More than 150 garages and lock-ups were also searched but police said no explosives or firearms had yet been found.
“The investigatory results necessitated an immediate intervention,” a spokesperson for the federal prosecutor’s office said, but would not give any further information as the investigation continues.
Belgium remains in a state of high terror alert following the Isis bombings at Brussels Airport and Maelbeek Metro station that killed 32 people in March.
The Prime Minister, Charles Michel, and his foreign, interior and justice ministers were among those put under protection on Friday evening on the advice of the national threat analysis agency.
Sources told local media the overnight arrests were unrelated to the case.
The crackdown came after another suspect was arrested in connection with the Brussels attacks.
A Belgian national named as Youssef EA, 30, is suspected of participation in the activities of a terrorist group, terrorist murders and attempted terrorist murders, and remains in custody.
Earlier on Friday, five other suspected accomplices in the massacres were taken to a safe house used by Isis attackers for a reconstruction.
Police shut off the Avenue des Casernes in Etterbeek for the operation at 2pm local time (1pm BST), which investigators said was the “place of departure” for the bombing at Maelbeek Metro station.
The three militants who attacked the airport – Mohamed Abrini, Ibrahim el-Bakraoui and Najim Laachraoui – travelled to their target in a taxi loaded with suitcase bombs from the Schaerbeek district.
But el-Bakraoui’s brother, Khalid, made his way to the Metro separately and detonated his explosives more than an hour after his accomplices.

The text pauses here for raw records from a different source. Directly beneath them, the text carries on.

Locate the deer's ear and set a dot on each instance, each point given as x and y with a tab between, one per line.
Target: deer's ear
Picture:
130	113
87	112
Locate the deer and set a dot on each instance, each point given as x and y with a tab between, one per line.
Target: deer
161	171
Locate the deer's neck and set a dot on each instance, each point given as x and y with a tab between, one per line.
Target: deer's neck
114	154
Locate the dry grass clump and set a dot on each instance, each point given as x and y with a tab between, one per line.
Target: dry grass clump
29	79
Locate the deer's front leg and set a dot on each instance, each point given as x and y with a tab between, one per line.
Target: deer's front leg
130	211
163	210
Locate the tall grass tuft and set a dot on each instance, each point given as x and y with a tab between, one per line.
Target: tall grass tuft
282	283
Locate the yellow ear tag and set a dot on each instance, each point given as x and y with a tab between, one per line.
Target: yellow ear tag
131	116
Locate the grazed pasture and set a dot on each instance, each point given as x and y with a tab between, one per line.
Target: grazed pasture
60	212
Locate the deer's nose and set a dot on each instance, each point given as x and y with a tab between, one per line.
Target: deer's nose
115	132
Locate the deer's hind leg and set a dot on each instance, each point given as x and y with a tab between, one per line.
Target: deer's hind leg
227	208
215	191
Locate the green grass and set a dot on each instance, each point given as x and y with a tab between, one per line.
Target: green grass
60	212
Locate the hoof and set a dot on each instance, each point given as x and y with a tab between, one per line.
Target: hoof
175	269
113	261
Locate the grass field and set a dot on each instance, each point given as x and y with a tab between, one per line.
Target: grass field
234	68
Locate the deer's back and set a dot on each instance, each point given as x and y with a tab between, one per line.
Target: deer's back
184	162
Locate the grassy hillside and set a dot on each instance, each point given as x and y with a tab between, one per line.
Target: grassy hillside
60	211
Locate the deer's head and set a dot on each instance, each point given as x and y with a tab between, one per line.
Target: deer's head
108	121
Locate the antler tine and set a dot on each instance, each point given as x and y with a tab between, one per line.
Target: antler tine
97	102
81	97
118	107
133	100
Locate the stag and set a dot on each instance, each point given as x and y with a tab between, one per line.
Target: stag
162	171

He was allegedly accompanied by Osama Krayem, a 23-year-old Swedish man, who is also accused of buying the suitcases used to carry the bombs.
Krayem was present at the reconstruction alongside Smail F and Ibrahim F, Ali EHA, and former Sharia4Belgium member Bilal el-Makhoukhi.

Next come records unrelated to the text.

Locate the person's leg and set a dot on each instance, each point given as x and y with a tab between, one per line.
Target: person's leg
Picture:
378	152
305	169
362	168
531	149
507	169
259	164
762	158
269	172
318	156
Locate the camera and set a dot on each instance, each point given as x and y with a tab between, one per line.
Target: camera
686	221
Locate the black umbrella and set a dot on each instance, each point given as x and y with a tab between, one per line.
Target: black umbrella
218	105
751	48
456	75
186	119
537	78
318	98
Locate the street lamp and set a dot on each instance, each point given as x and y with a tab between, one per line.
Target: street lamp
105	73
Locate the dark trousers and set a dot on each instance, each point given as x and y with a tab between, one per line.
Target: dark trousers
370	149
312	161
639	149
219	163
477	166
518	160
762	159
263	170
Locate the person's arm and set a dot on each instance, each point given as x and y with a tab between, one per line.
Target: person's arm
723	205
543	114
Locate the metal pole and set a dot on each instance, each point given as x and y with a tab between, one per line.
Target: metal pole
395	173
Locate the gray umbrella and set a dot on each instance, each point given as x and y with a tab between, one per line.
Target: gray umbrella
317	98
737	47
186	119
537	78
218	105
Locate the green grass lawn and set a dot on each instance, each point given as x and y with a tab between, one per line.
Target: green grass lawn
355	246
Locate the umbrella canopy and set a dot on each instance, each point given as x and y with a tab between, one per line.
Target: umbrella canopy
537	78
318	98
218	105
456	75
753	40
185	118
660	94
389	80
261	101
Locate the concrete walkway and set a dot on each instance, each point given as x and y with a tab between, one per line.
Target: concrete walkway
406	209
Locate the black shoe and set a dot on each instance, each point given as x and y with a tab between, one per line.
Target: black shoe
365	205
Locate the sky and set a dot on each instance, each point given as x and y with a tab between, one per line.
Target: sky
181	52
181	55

Ali EHA was arrested earlier this month, while the two brothers are accused of renting the Etterbeek flat and attempting to destroy evidence and el-Makhoukhi is known to have fought in Syria.
All have been charged with terror offences related to the Brussels attacks and remain in custody.
Europe is on high alert as the Euro 2016 football tournament continues in neighbouring France, which is still in a state of emergency following November’s Paris attacks.
Investigators have confirmed links between the perpetrators of both atrocities, some of whom were based in Belgium.
Abrini, the “man in the hat” who fled Brussels Airport after his suitcase bomb failed to detonate, is accused of involvement in both plots.
He is currently in Belgian custody but could soon be extradited to France for questioning,
The 31-year-old Belgian, of Moroccan descent, was caught on camera with fellow suspect Salah Abdeslam two days before the Paris attacks and went into hiding until the bombings in the Belgian capital.
They are believed to be the only surviving direct perpetrators of both attacks but several suspects have been detained on accusations of providing logistical support.
Mohamed Bakkali, 29, allegedly rented the Brussels apartment where suicide vests were manufactured, while Abid Aberkan, a relative of Abdeslam, Ali O, 31, Abdoullah C, 30, Lazez Abraimi, 39, and Hervé BM, 31, have also been detained in connection with the plots.
Three other men - Aboubaker O, Yassine A and Mohamed B, remain in custody as part of a separate terror investigation.
Belgian police received an alert on Wednesday warning that a group of Isis fighters recently left Syria heading to Europe planning attacks in Belgium and France.
Reports claimed the militants were travelling without passports via Greece, but it was unclear how they would reach Europe under measures enforced since the EU-Turkey deal, which are seeing all asylum seekers arriving on Greek islands detained.